Tuesday, April 27, 2010

Linux BASH tip - How to subtract arrays

So I needed a BASH code snippet to subtract arrays...

What I mean by "subtracting arrays" is actually set difference like so -

IF
array1="A B C D E F G H"
array2="C B D G"
THEN
array1-array2 = "A E F H"

Note that the arrays (strings with space separated terms really) need not be in any particular order. Also it's not be clear from the example above but in my solution duplicates are automatically removed.
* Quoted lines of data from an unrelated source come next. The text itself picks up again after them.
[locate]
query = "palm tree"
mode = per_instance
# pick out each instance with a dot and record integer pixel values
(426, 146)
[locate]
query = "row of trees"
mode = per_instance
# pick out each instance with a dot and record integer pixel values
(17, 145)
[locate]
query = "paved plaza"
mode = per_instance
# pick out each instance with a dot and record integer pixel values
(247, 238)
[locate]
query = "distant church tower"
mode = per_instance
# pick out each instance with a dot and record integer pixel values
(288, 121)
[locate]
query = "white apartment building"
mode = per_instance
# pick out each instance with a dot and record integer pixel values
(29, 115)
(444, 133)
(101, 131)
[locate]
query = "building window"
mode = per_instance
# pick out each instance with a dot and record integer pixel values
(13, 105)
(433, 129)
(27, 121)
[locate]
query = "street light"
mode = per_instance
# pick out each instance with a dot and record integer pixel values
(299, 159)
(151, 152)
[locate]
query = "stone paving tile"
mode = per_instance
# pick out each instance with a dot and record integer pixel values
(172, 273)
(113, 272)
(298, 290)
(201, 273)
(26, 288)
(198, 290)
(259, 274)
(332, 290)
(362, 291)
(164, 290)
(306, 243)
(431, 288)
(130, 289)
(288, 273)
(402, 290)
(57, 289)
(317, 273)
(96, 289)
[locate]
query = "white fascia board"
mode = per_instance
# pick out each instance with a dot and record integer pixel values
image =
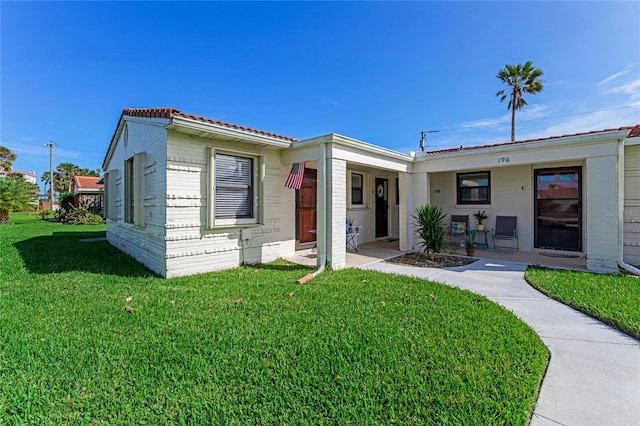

So without further ado here's the code -

$ array1="A B C D E F G H"
$ array2="C B D G"
$ finalResult=`comm -23 <(echo ${array1} | sed 's/ /\n/g' | sort -u) <(echo ${array2} | sed 's/ /\n/g' | sort -u)`
$ echo $finalResult
A E F H

It uses the cool "comm" which comes installed on Linux by default. Comm basically compares two sorted files line by line and can give you lines only in a particular file and not the other; In other words the "difference" between two files. This is basically all we needed. We do need to sort the inputs (which removes duplicates as well) before we pass them to comm, hence the use of 'sort'. And we need to convert 'space' to 'newline' before we can pass the strings to sort, hence the use of 'sed'. Piping it all together, we have a nice little one liner.

1 comment:

fepede said...

very smart use of comm, thanks for the post!